Storywise, Luhrmann manages a solid reproduction of the kind of loony narrative that's served as an excuse for exhilarating musical numbers since the days of Astaire and Rogers. The pale Nicole Kidman, in a career-best performance, is the doomed, corseted Satine (think a lankier, more fragile variation on Greta Garbo's Camille) and the crooning Ewan McGregor her wannabe-lover (happily rekindling the light in his eyes that went dim in The Phantom Menace). Richard Roxburgh is the Duke, an unlovable aristocrat played as a variation on the Billy Zane role in Titanic, and Jim Broadbent is the earthy, mustachioed proprietor of the Moulin Rouge, who prostitutes not only his dancers but the club itself in a bid for respectability.
These characters are borrowed from other films, and Moulin Rouge itself is as much a tribute to past screen glories as it is the idiosyncratic creation it so clearly strives to be. Luhrmann's lavish reimagining of a decadent cancan revue feels secondhand by way of Cabaret, and his storybook vision of late 19th century Paris owes a debt not just to Melies but to latter-day visionaries including Tim Burton, Terry Gilliam, and, perhaps most directly, Jean-Pierre Jeunet and Marc Caro. Luhrmann himself claims to have been inspired by Hindi musicals, though nothing on the screen here really captures the goofy cool of Bollywood.
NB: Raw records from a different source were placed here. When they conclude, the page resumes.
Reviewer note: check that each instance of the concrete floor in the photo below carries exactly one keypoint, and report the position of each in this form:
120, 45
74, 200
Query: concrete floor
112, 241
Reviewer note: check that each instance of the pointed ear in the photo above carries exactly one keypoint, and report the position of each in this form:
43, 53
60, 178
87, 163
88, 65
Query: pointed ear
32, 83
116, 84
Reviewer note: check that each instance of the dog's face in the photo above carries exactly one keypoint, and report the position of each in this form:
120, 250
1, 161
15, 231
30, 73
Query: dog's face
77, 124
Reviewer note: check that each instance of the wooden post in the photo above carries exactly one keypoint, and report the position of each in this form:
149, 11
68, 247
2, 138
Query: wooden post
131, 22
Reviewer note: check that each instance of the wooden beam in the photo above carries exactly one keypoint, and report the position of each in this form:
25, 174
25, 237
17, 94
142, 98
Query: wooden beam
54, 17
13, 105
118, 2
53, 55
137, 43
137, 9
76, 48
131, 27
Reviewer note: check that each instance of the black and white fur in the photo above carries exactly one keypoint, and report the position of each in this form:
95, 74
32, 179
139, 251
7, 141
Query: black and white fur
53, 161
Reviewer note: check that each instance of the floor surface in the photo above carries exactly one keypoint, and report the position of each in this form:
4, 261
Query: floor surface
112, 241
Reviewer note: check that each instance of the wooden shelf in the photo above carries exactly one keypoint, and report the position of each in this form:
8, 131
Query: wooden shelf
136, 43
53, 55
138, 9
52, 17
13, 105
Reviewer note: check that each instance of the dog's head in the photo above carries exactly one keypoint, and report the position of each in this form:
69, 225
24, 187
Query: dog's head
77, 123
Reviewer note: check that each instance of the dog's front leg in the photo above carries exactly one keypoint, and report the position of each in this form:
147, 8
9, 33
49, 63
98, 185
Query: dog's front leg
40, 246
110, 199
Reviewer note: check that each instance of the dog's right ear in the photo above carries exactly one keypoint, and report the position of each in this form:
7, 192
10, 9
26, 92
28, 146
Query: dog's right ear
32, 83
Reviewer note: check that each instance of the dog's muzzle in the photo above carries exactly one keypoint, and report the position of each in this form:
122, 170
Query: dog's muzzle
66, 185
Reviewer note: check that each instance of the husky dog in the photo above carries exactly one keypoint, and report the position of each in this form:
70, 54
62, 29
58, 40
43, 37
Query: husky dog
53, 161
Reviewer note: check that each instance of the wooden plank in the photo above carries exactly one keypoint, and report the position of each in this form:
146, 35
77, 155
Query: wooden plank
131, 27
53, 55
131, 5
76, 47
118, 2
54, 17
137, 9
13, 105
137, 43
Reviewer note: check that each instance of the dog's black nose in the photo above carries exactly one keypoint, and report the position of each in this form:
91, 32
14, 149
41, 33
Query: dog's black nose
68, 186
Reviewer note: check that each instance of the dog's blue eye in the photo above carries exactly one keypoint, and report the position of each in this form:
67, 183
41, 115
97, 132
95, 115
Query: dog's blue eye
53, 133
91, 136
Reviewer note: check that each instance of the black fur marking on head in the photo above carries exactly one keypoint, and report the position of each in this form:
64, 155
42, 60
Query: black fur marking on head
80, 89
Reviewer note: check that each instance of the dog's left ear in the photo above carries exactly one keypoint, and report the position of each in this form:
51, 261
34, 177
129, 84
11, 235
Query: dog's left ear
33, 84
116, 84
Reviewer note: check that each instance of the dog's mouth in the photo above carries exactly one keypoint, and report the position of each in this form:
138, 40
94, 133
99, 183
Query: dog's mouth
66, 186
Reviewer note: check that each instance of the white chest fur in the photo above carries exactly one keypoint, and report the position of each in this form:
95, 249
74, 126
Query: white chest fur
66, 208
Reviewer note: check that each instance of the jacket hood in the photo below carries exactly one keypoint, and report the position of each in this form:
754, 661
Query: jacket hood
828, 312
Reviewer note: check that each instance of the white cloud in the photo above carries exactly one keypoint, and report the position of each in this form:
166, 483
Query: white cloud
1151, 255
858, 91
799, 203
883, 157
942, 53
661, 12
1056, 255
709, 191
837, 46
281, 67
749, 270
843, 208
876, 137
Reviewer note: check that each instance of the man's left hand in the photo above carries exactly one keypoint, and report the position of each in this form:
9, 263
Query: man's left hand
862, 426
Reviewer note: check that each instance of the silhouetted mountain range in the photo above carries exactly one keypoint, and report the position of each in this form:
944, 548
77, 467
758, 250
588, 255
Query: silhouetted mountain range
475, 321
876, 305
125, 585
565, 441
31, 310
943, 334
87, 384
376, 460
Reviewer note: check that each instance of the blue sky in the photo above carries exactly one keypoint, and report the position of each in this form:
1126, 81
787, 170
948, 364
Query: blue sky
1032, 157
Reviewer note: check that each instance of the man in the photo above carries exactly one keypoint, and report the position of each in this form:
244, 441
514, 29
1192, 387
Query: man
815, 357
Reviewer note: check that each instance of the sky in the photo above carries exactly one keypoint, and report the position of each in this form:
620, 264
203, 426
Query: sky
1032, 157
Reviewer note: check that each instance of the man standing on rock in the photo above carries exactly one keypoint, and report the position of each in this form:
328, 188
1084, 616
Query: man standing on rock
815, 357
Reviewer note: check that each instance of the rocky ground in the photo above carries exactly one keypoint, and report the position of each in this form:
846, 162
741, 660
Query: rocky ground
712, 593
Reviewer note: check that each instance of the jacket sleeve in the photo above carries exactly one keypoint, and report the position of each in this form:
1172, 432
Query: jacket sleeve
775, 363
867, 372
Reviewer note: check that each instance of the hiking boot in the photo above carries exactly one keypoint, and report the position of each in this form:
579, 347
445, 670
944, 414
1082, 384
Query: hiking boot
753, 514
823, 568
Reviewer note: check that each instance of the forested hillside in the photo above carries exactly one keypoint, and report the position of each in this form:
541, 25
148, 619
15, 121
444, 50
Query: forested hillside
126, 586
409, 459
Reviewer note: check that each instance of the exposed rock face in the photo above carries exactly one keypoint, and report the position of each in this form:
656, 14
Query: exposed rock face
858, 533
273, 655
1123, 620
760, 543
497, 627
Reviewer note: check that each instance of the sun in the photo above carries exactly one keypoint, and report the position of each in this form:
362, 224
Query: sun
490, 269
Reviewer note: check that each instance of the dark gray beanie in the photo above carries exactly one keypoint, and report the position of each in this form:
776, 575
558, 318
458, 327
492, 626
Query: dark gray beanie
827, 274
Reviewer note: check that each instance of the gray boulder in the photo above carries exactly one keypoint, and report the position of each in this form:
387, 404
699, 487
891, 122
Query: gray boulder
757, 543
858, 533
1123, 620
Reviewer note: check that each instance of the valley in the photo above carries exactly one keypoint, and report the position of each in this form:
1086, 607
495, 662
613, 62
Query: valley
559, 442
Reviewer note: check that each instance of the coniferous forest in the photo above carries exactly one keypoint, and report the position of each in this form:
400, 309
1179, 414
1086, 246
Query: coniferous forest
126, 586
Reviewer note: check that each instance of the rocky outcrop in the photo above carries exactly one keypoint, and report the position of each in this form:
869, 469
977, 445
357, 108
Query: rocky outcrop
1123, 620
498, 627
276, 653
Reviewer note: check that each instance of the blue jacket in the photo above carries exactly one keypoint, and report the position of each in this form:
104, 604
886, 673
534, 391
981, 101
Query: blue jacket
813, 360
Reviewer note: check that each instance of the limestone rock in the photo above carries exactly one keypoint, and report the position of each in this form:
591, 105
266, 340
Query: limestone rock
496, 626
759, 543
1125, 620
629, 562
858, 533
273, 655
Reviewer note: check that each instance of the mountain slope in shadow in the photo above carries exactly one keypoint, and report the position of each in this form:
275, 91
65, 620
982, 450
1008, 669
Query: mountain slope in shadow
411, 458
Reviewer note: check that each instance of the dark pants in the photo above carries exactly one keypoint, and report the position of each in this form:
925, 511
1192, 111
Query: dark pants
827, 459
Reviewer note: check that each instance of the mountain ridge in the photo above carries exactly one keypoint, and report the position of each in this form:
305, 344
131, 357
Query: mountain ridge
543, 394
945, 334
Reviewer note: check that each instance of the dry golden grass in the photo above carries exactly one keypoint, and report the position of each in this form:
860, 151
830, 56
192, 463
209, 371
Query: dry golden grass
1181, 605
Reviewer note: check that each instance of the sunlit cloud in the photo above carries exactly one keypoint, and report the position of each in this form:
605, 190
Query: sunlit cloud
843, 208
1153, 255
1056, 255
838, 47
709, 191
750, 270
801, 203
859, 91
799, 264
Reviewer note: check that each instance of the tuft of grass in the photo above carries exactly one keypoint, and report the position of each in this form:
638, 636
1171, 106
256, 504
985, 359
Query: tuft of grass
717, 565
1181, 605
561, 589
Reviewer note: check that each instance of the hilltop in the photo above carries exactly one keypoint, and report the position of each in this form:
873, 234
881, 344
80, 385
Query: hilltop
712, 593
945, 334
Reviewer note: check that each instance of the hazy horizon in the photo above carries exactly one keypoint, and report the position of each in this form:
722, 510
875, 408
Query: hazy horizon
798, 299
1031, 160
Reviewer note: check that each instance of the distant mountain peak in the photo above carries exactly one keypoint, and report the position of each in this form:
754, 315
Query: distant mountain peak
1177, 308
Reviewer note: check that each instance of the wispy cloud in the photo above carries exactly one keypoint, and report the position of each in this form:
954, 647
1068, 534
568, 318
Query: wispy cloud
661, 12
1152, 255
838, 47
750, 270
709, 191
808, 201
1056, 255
The film's "truth/freedom/beauty/love" naivete, voiced earnestly enough by McGregor, is charming but perhaps too insistent - it tugs at your pantleg like a terrier, all but daring you to give it a good kick.
Luhrmann's plan for making all this accessible to his target demographic has to do with the liberal use of latter-day pop tunes. His success with rather obvious song selections is mixed. Early on, as crowds of bourgeois spectators march into the club, they chant eerily, "Here we are now, entertain us." That's a witty moment, conflating the attitudes of the Parisian middleclass with those of bored U.S. teenagers, but otherwise the film expresses no interest at all in the world outside of the Moulin Rouge. Broadbent fares well with a nicely vulgar rendition of "Like a Virgin," and a performance of "Roxanne" provides a few moments of darkness that are otherwise banished from Montmartre. Too often, though, Luhrmann's film slips into a sedate adult-contempo mindset, quoting incessantly from "Your Song" and relying further on such overplayed chestnuts as "I Will Always Love You" and "Love Will Lift Us Up Where We Belong." (And even, good Christ, "The Sound of Music," which gives McGregor's character a poet's cred.)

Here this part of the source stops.